El primer día que llegó a su casa se sentó en el sofá donde un mes antes había esperado a la ambulancia. Le dijo a su familia que le dejaran solo. Quería acostumbrarse a hacer las cosas por sí mismo. Era verano y la ciudad permanecía callada, no se escuchaba nada. El silencio le sobresaltó, le aterró, descubrió que no podía ni siquiera oír su corazón. Se llevó el dedo medio y el índice a la muñeca, pero después de intentarlo un buen rato no encontró nada. Llamó al doctor. Se lo confirmó: no tenía pulso. Le invadió el miedo a no sentir miedo, los nervios de no ponerse nervioso, la angustia de no poder angustiarse. Llegó a la cama para intentar conciliar un sueño que le esquivaba, apoyó su oreja en la almohada y comprobó que no escuchaba su propio corazón retumbar en ella como siempre había pasado. Pensó en la de explicaciones que iba a tener que dar, en lo raro que sería ahora, por ejemplo, seguir intentando conquistar a África. ¿Cómo, en su situación, se podía ser romántico? ¿Cómo sabría si la situación era emocionante? Era evidente que aquello le iba a permitir ser más atrevido: no le iba a temblar el pulso a la hora de lanzar un beso o de ir más allá incluso. Sonrió al pensar que ahora iba a ver los partidos de fútbol también mucho más relajado. La desinhibición tenía sus ventajas, sólo debía ponerle límite, ser consciente de cuándo parar, de hasta dónde podía llegar. Entrenar un poco.

Imaginó que le invadía el temor que no podía sentir al recordar que esa situación duraría hasta finales de año y que luego se enfrentaría al trasplante. Volvió a repasar los tres supuestos.

Logró hacer una vida más o menos normal: iba a la compra, daba algún paseo, se sentaba a leer en el parque, rutina, bendita rutina.

Pasados dos meses le dijeron que podía ir a trabajar, con muchas prevenciones y cuidado, sin hacer grandes esfuerzos. Al llegar a la oficina todos le recibieron con una ovación, él, claro, no se emocionó. Su mesa se convirtió ese día en lugar de peregrinaje; en realidad, nadie, salvo Luis y Mateo, se habían interesado durante todo ese tiempo por su situación, pero aun así agradecía gentilmente las visitas.

Después de un par de horas dando explicaciones se levantó a hacer una fotocopia del parte de baja. Con una chaqueta disimulando las baterías y el regulador metido en una especie de riñonera —con lo que él había odiado las riñoneras—, caminó los aproximadamente veinte metros que le separaban de la copiadora.

Al levantar la cabeza vio al otro lado del pasillo a África, con la que jamás había intercambiado una sílaba.
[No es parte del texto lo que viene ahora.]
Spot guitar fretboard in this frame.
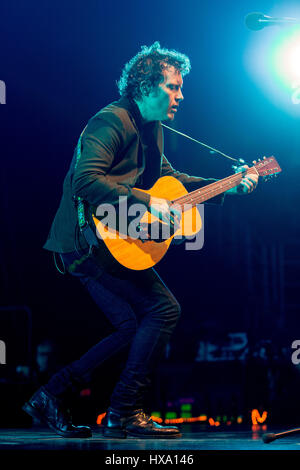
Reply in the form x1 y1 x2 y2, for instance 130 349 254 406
172 167 257 209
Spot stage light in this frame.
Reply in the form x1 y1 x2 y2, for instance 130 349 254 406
245 13 300 116
251 409 268 426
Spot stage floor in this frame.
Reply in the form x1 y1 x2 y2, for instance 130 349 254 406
0 425 300 452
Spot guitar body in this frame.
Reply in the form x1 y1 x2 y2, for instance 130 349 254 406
93 176 202 271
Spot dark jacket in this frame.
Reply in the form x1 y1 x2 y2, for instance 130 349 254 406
44 98 223 253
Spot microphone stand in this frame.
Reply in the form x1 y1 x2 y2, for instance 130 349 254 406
262 428 300 444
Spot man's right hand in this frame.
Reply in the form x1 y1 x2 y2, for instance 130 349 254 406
149 196 180 226
140 196 181 243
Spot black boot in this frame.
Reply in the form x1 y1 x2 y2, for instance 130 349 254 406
22 387 92 437
102 409 181 439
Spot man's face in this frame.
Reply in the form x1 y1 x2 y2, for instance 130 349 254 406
144 65 183 121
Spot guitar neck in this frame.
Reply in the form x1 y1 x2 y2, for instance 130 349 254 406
172 167 257 208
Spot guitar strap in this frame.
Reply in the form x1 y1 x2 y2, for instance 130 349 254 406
73 126 99 253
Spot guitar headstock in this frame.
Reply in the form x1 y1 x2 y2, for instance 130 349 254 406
253 155 281 177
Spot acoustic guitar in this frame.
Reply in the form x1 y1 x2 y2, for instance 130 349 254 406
93 156 281 270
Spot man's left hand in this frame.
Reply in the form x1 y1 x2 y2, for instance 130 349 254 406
225 165 258 194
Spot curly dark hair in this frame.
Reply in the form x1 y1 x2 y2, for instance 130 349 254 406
117 41 191 100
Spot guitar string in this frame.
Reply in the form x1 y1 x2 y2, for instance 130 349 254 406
172 168 254 205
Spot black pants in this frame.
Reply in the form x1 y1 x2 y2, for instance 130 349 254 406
45 248 180 413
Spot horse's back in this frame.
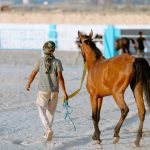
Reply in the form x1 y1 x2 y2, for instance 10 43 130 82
88 54 135 96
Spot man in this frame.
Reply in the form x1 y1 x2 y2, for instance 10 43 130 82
26 41 68 141
137 32 146 57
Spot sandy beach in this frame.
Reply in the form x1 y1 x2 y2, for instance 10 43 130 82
0 4 150 150
0 9 150 25
0 51 150 150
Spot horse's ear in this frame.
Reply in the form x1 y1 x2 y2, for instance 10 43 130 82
89 29 93 39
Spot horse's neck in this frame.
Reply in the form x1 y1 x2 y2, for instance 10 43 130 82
86 56 105 70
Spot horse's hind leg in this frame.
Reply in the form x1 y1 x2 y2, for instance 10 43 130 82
131 82 146 146
113 93 129 144
90 95 102 143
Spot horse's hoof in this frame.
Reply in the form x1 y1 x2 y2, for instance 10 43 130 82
113 137 120 144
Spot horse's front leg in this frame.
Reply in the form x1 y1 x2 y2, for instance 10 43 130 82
91 95 102 143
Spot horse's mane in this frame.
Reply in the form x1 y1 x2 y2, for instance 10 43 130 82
85 39 103 60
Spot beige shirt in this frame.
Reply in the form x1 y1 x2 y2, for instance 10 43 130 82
33 57 63 92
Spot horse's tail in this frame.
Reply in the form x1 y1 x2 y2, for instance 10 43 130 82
130 58 150 108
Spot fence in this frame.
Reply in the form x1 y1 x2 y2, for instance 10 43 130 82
0 24 150 58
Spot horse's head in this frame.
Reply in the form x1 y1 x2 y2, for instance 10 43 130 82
78 30 93 61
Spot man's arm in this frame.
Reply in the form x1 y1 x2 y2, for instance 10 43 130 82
26 70 38 91
58 71 68 100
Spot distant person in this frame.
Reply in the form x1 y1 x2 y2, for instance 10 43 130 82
26 41 68 141
136 32 146 57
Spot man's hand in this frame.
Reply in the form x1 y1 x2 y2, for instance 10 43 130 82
26 84 30 91
26 70 37 91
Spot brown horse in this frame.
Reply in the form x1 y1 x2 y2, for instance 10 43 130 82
78 31 150 146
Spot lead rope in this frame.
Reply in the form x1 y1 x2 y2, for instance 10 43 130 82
62 64 87 131
63 100 76 131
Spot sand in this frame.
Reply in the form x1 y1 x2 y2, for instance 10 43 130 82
0 9 150 25
0 51 150 150
0 5 150 150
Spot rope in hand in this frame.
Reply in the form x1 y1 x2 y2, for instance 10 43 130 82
62 64 86 131
63 100 76 131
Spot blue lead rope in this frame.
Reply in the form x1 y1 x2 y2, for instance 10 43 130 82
63 100 76 131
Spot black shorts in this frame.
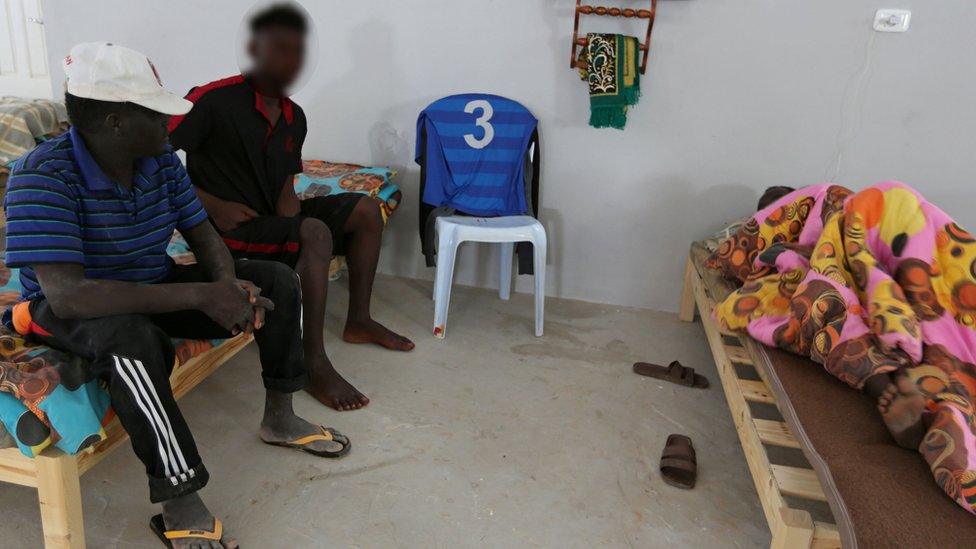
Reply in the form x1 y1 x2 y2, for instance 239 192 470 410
220 193 366 268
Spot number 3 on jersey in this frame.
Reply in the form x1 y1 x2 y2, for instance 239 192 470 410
464 99 495 149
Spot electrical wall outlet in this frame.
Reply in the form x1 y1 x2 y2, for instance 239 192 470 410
874 8 912 32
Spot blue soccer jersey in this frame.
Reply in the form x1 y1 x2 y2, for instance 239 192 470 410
417 93 538 216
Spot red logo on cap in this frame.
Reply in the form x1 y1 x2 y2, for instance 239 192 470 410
146 57 163 88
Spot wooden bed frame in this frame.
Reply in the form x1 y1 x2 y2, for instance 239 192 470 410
0 335 252 549
678 255 841 549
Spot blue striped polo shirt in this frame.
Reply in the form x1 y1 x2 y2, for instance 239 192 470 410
416 93 538 216
4 128 207 299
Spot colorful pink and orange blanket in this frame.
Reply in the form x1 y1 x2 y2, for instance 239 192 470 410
708 182 976 513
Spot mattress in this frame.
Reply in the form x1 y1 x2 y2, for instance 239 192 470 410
691 243 976 547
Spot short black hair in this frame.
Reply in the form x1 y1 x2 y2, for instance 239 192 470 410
250 4 308 34
756 185 796 211
64 92 158 132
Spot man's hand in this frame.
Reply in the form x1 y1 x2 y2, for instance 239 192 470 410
235 280 274 335
200 279 274 335
207 199 258 233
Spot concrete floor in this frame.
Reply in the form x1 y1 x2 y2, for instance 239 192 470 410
0 277 769 547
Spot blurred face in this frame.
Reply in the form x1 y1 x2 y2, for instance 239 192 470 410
248 25 305 89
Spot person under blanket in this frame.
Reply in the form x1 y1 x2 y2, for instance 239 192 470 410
169 5 414 410
707 182 976 513
5 43 349 548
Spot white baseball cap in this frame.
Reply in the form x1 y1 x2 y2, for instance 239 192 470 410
61 42 193 116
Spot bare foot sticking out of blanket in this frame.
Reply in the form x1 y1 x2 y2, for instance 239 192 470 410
878 375 925 450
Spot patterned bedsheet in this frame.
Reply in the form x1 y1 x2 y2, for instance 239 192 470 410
708 181 976 520
0 97 68 169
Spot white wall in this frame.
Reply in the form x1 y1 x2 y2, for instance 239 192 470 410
38 0 976 310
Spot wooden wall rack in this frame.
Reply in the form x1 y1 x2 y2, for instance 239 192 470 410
569 0 657 74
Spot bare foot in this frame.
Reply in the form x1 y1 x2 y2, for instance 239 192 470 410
163 492 239 549
305 355 369 412
342 318 414 351
878 375 925 450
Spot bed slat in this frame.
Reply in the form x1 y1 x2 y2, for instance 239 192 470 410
738 379 776 404
772 464 827 501
753 419 800 449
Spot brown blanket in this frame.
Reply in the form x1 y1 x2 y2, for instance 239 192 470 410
692 245 976 547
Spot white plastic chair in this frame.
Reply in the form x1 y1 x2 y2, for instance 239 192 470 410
434 215 548 338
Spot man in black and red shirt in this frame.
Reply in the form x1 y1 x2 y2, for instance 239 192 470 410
169 5 414 410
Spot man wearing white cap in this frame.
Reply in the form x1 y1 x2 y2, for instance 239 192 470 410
5 43 349 548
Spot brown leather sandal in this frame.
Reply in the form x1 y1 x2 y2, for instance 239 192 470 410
634 360 708 389
661 435 698 490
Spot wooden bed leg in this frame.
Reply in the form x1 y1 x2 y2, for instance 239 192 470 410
678 256 698 322
769 507 813 549
34 454 85 549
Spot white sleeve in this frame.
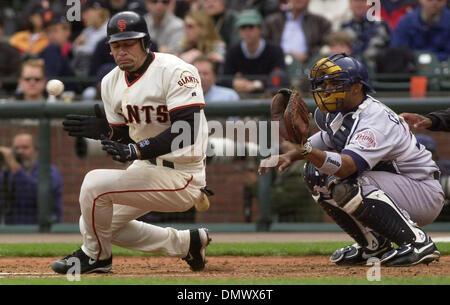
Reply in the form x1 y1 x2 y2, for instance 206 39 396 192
100 78 126 126
166 64 205 112
309 131 332 151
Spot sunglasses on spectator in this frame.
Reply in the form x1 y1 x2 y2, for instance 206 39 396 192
22 77 43 82
239 24 256 30
149 0 170 4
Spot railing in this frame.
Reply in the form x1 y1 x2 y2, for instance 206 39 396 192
0 97 450 232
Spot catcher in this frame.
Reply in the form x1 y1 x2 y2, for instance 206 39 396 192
259 53 444 266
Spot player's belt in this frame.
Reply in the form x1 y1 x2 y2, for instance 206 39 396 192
148 158 175 168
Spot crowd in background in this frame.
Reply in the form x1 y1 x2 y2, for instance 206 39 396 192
0 0 450 102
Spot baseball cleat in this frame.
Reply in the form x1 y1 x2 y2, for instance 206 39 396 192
381 235 441 267
330 239 393 266
51 249 112 274
183 228 211 271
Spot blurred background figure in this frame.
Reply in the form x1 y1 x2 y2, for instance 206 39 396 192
263 0 331 63
179 10 225 64
308 0 352 31
9 1 49 58
222 10 288 94
71 0 109 76
192 56 239 103
0 132 63 224
202 0 242 48
327 31 354 56
391 0 450 61
225 0 280 18
144 0 184 53
40 13 78 91
380 0 418 32
106 0 147 16
0 12 21 98
16 59 47 102
416 134 450 221
341 0 390 67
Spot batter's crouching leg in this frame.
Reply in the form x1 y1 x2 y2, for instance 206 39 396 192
80 169 115 260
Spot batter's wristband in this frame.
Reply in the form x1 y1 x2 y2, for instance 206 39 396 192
317 151 342 175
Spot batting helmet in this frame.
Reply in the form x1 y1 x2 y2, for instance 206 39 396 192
107 11 151 52
309 53 375 113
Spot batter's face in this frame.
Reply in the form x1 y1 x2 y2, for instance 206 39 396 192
109 39 147 72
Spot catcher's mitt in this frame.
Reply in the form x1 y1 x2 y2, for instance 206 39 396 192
270 89 309 145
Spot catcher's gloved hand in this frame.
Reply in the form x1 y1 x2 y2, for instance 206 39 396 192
63 104 111 140
270 89 312 154
101 137 140 163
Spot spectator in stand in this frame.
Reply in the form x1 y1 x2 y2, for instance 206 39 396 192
225 0 280 18
179 10 225 64
341 0 390 67
192 56 239 103
203 0 239 48
107 0 147 16
16 58 47 102
308 0 352 31
380 0 418 32
9 1 49 58
0 14 20 97
223 10 288 94
144 0 184 53
0 132 63 224
327 31 353 56
391 0 450 61
72 0 109 76
40 13 77 91
263 0 331 63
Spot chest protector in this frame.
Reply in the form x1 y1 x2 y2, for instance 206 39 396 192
314 108 355 152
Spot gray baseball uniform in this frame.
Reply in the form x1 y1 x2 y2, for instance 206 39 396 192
310 96 444 226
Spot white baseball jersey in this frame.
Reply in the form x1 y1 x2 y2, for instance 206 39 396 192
310 96 439 180
101 52 208 172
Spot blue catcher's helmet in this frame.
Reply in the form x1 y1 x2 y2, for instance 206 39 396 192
309 53 375 113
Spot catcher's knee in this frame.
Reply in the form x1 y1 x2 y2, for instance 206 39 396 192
302 161 337 201
331 179 363 214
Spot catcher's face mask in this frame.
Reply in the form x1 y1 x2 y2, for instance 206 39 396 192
309 58 352 113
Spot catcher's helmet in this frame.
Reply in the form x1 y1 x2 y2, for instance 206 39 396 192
107 11 151 52
309 53 375 113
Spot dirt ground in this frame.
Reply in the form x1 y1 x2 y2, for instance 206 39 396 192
0 256 450 279
0 232 450 278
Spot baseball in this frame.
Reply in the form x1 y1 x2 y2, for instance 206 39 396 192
46 79 64 96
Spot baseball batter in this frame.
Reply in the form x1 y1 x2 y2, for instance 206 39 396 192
51 11 210 273
260 53 444 266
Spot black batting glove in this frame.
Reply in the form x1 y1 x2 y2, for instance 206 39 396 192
101 136 140 163
63 104 112 140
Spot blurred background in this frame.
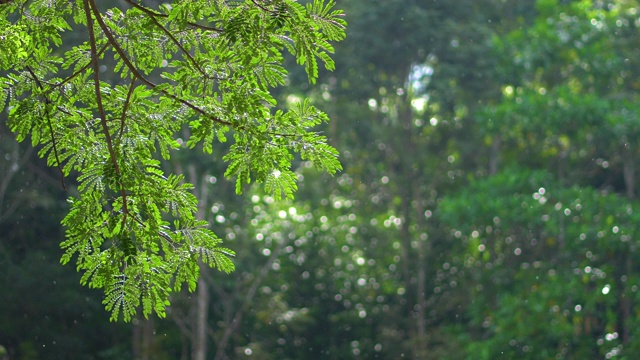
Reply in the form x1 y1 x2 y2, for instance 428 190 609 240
0 0 640 360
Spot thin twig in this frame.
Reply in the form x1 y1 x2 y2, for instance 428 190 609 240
125 0 224 33
119 75 136 139
125 0 209 79
82 0 129 215
85 0 232 125
53 43 109 88
27 66 67 191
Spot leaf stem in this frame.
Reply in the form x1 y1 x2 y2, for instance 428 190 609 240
84 0 232 126
82 0 129 217
27 66 67 191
Ella le miró y dibujó en sus labios una sonrisa y un bienvenido que hizo que el corazón que no tenía se le saliera por la boca.

Mañana se lo contaría al doctor, ahora sólo quería disfrutar de ese momento todo lo que pudiese. Se tocó la muñeca, juraría que sentía alguna pulsación. Era imposible. Vio cómo África se perdía a lo lejos y pensó que si pudiera conquistarla, seguro que lo suyo sería el cuarto supuesto: ése en el que no hay rechazo, en el que las cosas terminan bien, en el que los pulmones saludan amablemente. Decidió que cuando tuviese corazón lo intentaría.